For comparison, let’s examine the task of resetting a password via the helpdesk. As consistently noted by a huge number of surveys over the years, password resets make up a vast majority of helpdesk calls. The problem is that password resets may also be one of the least secure methods of gaining access to an organization’s assets. Users simply call in and request a password change. There are no challenge questions, no validation of the person’s identity — only the need for the helpdesk staff to address the caller’s request. This makes no sense at all. , as this process could give a malicious insider or external attacker the ability to access a set of credentials.
So, why is this age-old process left so insecure?
The answer is simple: Without a solution that stores the information needed to verify each user, it’s impossible for a helpdesk tech to know if someone is who they say they are. In an age where external threats are adopting attacks that are completely malware-less by simply posing as an individual in the organization, if security is truly important to your organization, perhaps it’s time to remove the helpdesk from the password reset equation.
To maintain a secure stance on password resets, like the banks, you will need an effective way to validate a user before resetting the password. A solution providing this service needs to have a few key capabilities:
- Authentication Methods: Upon making a request to reset a password, users need to be challenged to prove their identity. The right solution will maintain a few pieces of information for every user within the organization. Challenge methods can include authentication questions, Actve Directory attribute confirmation, and answer requirements (e.g. number of questions, types of answers, and case sensitivity).
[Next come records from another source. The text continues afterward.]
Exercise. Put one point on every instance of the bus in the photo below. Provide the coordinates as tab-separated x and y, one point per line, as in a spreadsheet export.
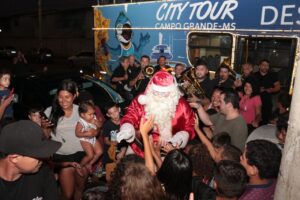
241	31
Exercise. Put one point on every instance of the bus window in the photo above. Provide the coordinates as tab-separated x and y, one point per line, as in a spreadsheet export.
211	47
279	51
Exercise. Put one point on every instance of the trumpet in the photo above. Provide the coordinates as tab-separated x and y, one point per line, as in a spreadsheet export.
194	88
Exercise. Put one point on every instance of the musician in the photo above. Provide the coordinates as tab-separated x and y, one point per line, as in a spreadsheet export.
202	76
247	71
161	64
223	79
137	80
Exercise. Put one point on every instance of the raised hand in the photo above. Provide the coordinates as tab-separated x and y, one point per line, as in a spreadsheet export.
146	125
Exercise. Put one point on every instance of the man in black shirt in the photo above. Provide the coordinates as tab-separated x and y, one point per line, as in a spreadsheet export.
269	84
22	175
120	79
223	80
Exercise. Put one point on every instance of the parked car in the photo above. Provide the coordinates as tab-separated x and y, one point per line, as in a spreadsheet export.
83	59
42	55
8	52
40	89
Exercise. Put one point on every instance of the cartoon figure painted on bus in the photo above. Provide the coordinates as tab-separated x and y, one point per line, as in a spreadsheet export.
124	35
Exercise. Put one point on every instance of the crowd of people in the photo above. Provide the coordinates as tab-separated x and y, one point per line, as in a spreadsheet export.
166	144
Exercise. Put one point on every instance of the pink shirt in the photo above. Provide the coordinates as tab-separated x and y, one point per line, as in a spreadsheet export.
248	107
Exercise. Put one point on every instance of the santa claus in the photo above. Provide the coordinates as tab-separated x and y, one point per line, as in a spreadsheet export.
174	119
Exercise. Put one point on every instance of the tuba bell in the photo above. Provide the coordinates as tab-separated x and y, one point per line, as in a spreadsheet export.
194	88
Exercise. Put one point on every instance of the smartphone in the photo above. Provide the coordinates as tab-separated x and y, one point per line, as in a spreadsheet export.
11	92
44	116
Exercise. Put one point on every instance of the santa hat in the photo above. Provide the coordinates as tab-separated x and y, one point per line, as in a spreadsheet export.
162	81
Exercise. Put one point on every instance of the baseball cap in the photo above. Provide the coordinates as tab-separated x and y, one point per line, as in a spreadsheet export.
26	138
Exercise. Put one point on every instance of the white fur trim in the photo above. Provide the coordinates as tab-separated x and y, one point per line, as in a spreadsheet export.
127	133
181	138
164	88
142	99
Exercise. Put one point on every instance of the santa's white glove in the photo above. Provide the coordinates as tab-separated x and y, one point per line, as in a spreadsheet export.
127	132
180	139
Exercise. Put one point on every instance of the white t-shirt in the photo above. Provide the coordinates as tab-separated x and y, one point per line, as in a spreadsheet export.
65	132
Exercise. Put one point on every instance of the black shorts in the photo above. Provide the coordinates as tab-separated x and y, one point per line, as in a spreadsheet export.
75	157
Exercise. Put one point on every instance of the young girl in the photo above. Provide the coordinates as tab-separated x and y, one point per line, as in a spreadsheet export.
250	104
88	123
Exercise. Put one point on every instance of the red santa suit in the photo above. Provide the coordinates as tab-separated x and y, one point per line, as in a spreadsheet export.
181	128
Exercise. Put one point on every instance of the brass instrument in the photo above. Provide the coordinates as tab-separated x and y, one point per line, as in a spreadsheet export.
149	71
194	88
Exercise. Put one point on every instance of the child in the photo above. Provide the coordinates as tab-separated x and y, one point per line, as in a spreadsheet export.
6	94
261	159
86	129
230	180
110	129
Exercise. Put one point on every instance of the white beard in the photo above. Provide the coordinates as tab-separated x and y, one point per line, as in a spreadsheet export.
163	109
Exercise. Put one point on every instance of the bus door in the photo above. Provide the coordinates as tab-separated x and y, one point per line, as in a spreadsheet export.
213	48
280	51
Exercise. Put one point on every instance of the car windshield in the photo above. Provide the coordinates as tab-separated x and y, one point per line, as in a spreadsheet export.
42	91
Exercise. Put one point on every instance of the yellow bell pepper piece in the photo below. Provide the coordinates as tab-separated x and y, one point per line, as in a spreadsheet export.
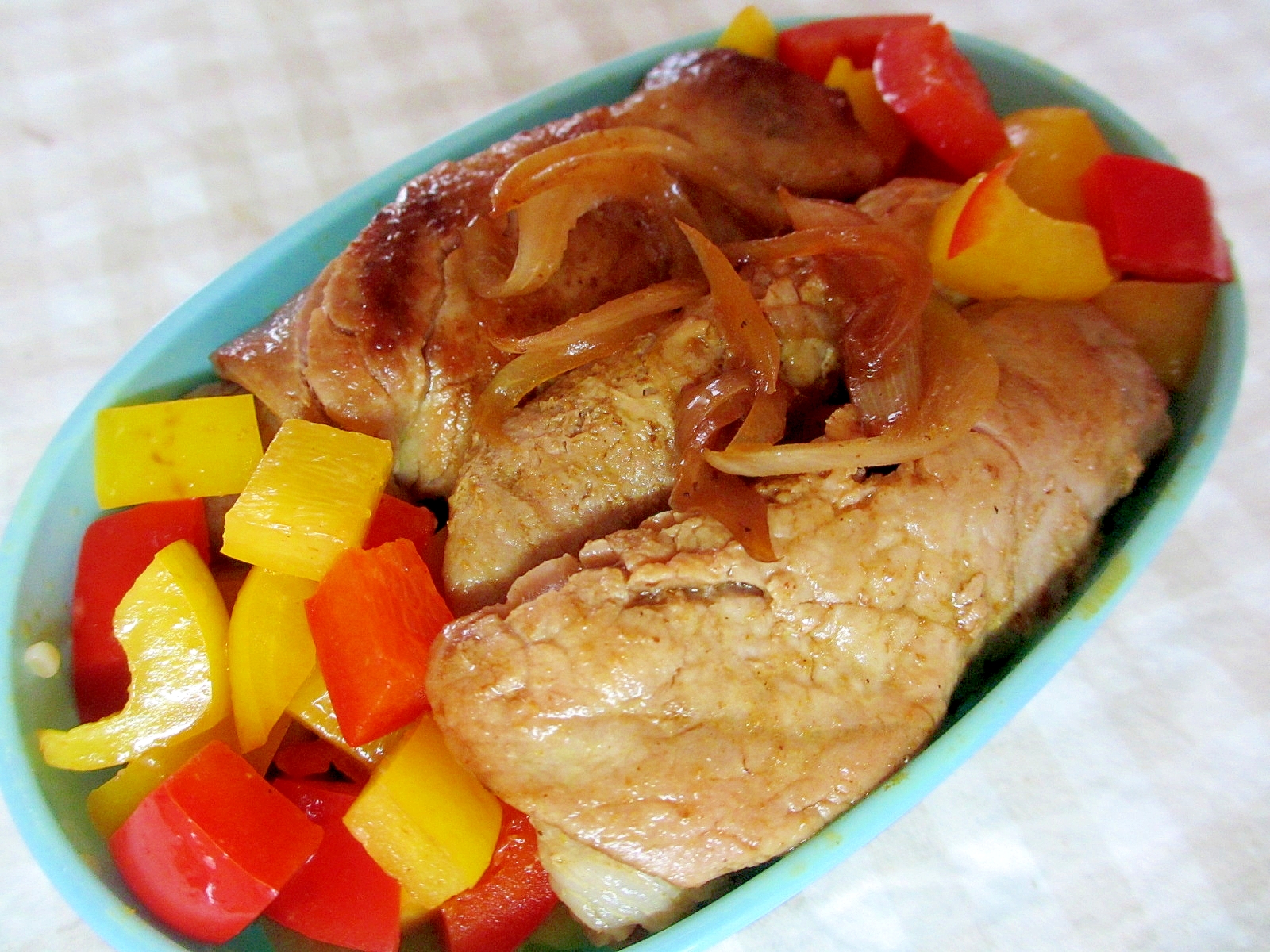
749	32
111	804
986	243
271	651
175	450
425	820
311	497
878	120
1056	145
1166	321
171	626
311	708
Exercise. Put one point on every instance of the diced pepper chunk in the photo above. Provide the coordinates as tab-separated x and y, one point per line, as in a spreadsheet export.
874	116
1156	221
813	48
341	895
939	97
987	244
175	450
311	706
395	518
311	498
374	617
271	651
213	846
427	820
114	551
751	33
111	804
171	626
1054	145
512	899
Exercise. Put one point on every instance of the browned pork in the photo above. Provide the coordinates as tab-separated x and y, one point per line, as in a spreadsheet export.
391	340
691	711
595	452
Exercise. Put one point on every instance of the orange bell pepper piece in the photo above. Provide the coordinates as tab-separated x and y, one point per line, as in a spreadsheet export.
986	243
883	126
1054	145
374	617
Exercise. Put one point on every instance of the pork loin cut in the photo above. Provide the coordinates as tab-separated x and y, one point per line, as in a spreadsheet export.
691	711
391	340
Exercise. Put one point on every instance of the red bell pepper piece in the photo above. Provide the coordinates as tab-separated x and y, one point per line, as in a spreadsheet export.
939	95
395	518
510	901
1155	220
340	896
374	617
114	551
812	48
213	846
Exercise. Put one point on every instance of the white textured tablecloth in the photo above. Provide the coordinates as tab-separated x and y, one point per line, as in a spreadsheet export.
146	145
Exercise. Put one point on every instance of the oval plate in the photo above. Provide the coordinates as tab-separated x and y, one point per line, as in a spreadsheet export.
41	545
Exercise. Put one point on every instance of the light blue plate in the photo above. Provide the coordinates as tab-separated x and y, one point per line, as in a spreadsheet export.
38	552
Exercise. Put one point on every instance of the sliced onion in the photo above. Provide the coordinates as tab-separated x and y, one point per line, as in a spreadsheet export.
594	336
880	340
702	489
611	317
960	386
546	219
819	213
745	327
539	171
765	423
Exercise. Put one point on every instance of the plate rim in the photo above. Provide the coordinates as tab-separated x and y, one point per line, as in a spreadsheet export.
111	917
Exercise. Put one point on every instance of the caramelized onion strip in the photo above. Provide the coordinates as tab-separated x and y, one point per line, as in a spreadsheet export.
611	317
765	423
880	343
960	386
702	489
539	171
546	219
624	321
742	321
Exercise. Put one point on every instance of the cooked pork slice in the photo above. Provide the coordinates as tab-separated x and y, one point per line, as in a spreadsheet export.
595	452
391	342
691	711
907	205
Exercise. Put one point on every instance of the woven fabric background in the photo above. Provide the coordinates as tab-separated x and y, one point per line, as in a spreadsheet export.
146	145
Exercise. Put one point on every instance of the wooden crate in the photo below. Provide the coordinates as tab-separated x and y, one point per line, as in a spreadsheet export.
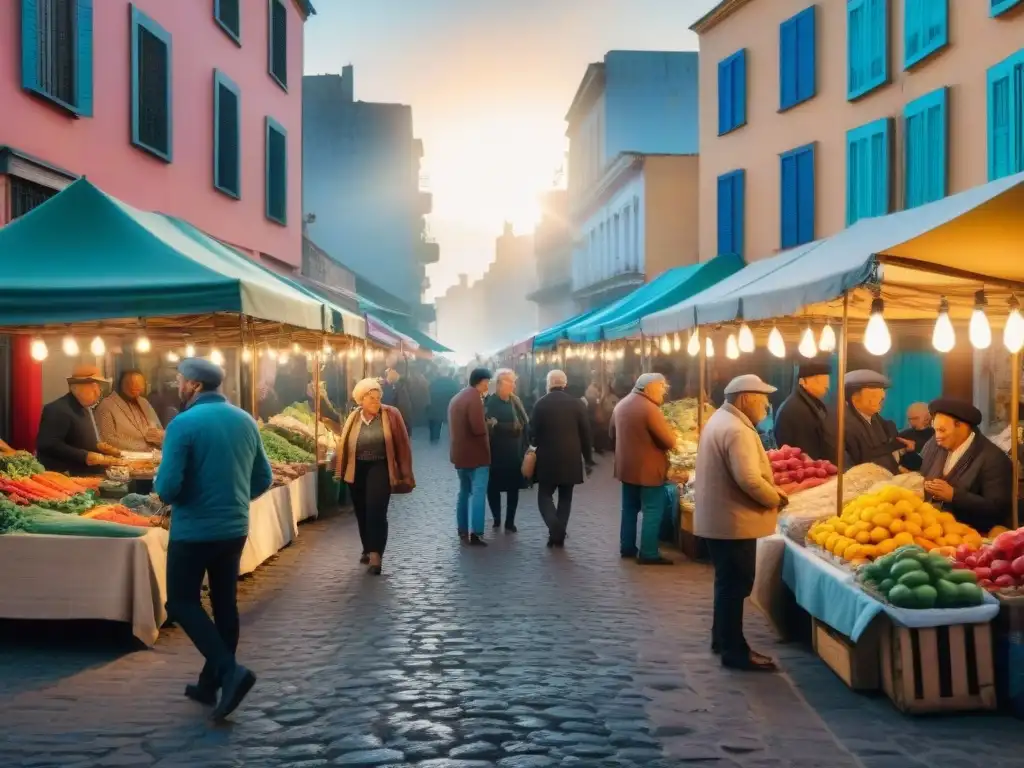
942	669
856	664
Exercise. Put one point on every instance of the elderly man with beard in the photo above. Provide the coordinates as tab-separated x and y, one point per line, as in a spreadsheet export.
213	467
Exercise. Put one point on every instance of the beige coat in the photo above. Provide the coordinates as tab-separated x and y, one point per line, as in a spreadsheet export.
734	494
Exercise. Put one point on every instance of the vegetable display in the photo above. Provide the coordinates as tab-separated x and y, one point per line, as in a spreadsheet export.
912	578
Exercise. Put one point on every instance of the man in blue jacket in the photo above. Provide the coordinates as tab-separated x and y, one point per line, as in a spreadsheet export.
213	466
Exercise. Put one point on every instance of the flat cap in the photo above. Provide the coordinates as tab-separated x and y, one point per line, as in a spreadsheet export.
865	379
202	370
749	383
957	409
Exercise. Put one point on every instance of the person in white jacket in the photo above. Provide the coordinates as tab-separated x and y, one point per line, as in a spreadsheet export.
736	503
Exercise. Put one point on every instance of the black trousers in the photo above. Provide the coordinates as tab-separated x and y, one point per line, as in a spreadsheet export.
371	497
556	518
217	640
734	562
495	502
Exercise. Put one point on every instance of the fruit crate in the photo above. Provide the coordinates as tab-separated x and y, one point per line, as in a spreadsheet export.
941	669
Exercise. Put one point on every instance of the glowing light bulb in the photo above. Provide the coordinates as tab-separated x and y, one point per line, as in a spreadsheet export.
877	338
776	345
70	346
38	350
747	344
943	336
826	341
979	331
807	346
731	347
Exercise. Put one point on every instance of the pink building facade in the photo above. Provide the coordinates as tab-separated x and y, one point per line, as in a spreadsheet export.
813	116
193	109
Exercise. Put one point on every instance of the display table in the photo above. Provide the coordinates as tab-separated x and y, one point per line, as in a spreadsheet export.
59	578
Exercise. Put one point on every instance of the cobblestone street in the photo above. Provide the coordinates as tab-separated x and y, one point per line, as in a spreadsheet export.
513	655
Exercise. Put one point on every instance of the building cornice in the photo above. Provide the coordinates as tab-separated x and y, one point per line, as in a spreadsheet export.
717	14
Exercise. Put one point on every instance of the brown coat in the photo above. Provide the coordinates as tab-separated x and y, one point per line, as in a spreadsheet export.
642	436
468	427
399	452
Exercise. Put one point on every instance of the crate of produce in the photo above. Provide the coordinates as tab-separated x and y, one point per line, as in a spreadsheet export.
856	664
940	669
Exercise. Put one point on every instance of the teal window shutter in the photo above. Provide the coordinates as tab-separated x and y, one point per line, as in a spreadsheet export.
926	147
226	135
926	29
276	172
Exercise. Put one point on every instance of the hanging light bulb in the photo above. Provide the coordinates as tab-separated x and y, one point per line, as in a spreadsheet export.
693	345
979	330
826	341
776	345
943	336
1013	332
807	346
38	350
877	338
747	344
731	347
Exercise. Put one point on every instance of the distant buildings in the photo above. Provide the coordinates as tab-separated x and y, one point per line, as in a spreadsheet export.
361	187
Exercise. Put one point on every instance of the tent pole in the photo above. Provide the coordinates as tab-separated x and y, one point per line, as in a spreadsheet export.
1015	398
841	406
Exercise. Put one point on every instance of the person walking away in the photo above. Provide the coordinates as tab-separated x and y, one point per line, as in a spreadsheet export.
642	436
508	431
375	459
736	503
213	467
442	389
470	454
560	432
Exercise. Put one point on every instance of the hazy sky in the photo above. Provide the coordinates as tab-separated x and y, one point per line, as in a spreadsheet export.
489	82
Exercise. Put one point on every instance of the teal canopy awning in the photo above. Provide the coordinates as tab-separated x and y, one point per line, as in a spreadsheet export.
622	318
86	256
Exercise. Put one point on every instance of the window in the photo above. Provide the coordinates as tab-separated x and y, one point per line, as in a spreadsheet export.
56	52
867	170
730	213
276	172
278	46
867	46
228	15
226	135
926	147
1006	117
926	29
732	92
151	86
998	7
797	176
797	58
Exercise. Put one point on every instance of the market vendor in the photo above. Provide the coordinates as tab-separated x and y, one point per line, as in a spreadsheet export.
869	438
965	472
69	439
803	420
126	419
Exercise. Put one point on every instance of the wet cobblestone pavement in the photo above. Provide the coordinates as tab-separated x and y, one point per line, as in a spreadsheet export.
514	655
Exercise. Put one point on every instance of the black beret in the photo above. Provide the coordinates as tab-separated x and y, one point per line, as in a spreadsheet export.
956	409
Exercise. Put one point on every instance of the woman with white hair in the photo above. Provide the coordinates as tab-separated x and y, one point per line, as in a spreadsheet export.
508	424
375	459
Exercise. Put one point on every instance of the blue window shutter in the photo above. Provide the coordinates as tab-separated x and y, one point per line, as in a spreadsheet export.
83	58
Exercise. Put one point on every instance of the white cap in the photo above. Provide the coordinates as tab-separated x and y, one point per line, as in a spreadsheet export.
749	383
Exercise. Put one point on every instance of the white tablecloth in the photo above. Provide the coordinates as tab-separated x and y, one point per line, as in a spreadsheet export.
124	580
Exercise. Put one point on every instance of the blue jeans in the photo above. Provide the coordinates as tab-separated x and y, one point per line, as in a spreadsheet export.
472	494
649	500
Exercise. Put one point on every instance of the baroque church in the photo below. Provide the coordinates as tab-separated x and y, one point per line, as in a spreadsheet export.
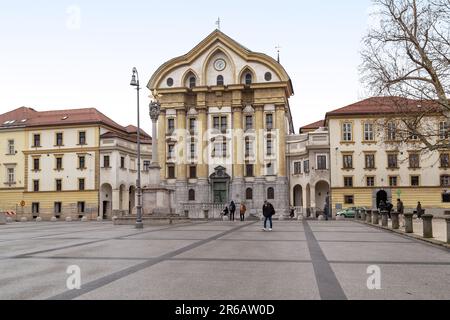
222	130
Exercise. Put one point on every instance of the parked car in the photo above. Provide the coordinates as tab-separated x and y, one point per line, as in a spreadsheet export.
350	212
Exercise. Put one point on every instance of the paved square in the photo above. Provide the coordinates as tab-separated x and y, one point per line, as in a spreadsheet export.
219	261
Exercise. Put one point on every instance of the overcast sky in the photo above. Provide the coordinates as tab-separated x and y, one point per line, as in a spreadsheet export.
73	54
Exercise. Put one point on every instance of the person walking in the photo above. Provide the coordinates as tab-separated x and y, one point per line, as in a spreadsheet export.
419	210
401	210
242	211
268	212
232	210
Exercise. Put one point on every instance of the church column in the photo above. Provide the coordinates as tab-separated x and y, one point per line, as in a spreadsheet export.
259	131
162	143
281	139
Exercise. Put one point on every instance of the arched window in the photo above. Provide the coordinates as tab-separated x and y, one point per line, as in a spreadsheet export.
248	79
270	194
192	195
192	82
220	80
249	194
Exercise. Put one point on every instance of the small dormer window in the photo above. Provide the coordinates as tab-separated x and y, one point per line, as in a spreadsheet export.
248	79
220	81
192	82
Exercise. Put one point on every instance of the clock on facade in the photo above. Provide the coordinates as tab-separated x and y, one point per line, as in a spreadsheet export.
220	64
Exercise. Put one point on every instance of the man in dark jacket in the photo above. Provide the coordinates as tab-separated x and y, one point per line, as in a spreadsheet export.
268	212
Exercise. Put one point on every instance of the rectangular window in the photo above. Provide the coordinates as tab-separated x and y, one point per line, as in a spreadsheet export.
171	172
249	170
59	139
81	184
82	138
58	185
348	161
321	162
248	123
443	130
81	162
36	164
36	140
193	172
269	121
393	161
297	167
391	131
445	181
81	207
35	208
170	126
393	181
348	182
349	199
223	124
368	132
35	185
59	163
414	160
11	149
106	163
445	160
306	166
370	161
58	208
347	134
11	176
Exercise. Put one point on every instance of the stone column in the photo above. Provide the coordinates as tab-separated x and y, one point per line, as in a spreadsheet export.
384	219
395	220
447	219
408	222
259	130
427	226
281	139
375	217
369	216
162	153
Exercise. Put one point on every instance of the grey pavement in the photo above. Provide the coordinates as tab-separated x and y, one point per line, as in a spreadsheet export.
307	260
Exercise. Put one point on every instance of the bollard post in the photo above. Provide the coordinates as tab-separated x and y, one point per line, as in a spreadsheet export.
427	226
408	222
395	220
369	216
375	217
448	229
384	218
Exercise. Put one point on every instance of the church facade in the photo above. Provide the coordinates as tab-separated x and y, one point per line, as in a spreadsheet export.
222	130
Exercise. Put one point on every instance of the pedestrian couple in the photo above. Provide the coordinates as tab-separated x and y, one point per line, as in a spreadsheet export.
232	210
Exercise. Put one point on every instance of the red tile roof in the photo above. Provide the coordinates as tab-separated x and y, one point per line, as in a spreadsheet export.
385	105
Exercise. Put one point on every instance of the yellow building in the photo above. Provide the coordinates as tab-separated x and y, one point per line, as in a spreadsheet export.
53	169
370	164
222	131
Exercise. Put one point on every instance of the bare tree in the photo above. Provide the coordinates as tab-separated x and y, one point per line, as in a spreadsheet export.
407	57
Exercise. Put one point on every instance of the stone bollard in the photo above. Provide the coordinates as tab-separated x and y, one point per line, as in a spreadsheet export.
395	220
448	229
369	216
408	222
375	217
385	218
427	226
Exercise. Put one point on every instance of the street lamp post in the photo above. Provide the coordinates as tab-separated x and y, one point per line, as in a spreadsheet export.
135	83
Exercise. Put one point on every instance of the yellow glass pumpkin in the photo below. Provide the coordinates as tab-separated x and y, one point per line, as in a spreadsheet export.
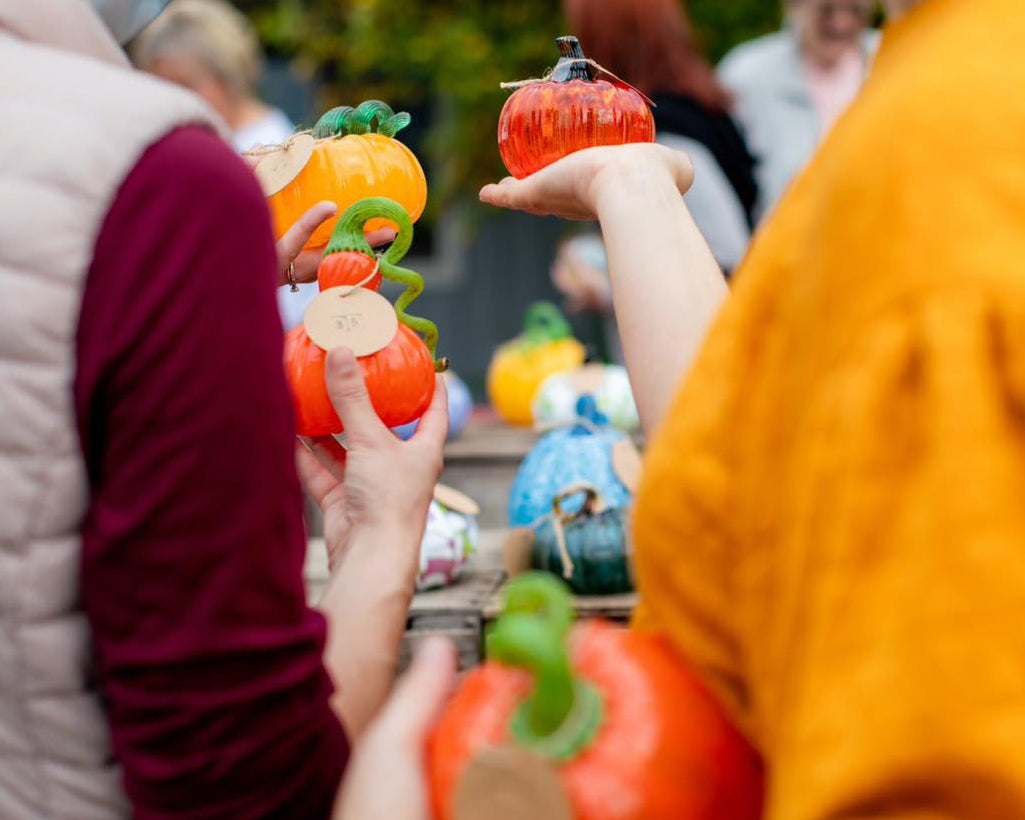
519	366
356	156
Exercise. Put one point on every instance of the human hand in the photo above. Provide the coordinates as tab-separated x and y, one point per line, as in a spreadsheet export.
385	778
572	187
380	483
290	251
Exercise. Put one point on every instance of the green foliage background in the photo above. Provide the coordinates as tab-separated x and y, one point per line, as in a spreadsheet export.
453	54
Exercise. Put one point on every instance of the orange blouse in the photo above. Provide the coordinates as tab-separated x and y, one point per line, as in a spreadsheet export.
831	524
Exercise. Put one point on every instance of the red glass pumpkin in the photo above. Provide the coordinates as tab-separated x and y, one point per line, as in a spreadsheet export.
627	729
571	110
400	379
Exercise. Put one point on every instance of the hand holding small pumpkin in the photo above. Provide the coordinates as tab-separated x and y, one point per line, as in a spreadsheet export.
573	187
291	246
380	483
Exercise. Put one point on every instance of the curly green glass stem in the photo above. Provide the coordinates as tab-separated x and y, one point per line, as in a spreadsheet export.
544	322
563	712
369	117
347	235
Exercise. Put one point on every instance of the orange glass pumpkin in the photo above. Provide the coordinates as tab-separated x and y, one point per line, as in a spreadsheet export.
624	725
571	110
356	156
400	377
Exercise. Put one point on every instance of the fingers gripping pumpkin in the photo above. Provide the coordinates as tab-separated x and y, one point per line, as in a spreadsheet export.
400	376
356	156
624	728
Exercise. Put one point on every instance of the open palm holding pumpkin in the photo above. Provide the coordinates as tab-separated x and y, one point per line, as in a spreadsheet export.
571	188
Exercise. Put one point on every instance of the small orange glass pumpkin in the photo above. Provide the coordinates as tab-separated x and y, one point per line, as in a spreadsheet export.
571	110
400	377
624	727
356	156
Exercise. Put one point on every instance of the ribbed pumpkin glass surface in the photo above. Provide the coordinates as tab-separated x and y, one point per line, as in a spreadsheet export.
587	548
400	379
580	453
400	376
356	156
627	729
544	121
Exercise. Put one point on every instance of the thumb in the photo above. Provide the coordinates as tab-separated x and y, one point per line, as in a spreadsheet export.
349	395
421	693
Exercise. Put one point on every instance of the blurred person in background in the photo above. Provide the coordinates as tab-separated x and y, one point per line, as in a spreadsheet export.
790	86
210	47
159	658
830	524
651	44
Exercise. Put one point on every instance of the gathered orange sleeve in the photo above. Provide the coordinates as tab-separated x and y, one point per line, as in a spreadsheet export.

- Multiple Levels of Verification: Low-level users and executives probably shouldn’t use the same level of verification. It’s important that the solution you choose provides a way to establish increased verification requirements, such as additional questions that are increasingly more strict.
- Ease of Adoption: It’s not enough to just do a search on the web, find a password self-service solution, and install it. To be effective, you need every user to be enrolled. Users need to provide answers to the authentication questions, in order to populate the database and enable a more secure password reset process than what the helpdesk provides. Accordingly, the solution you choose also needs to ensure that it’s easy to adopt and easy to use.
Because of password resets, your current security strategy probably has a gap in it, and your helpdesk techs are potentially facilitating this gap. The only way to close this gap is to employ the same levels of protection that your bank uses: require your users to verify their identity before resetting their passwords. By utilizing the right password self-service solution, you’ll not only reduce or eliminate helpdesk calls, but you’ll also put your organization in a stronger security stance.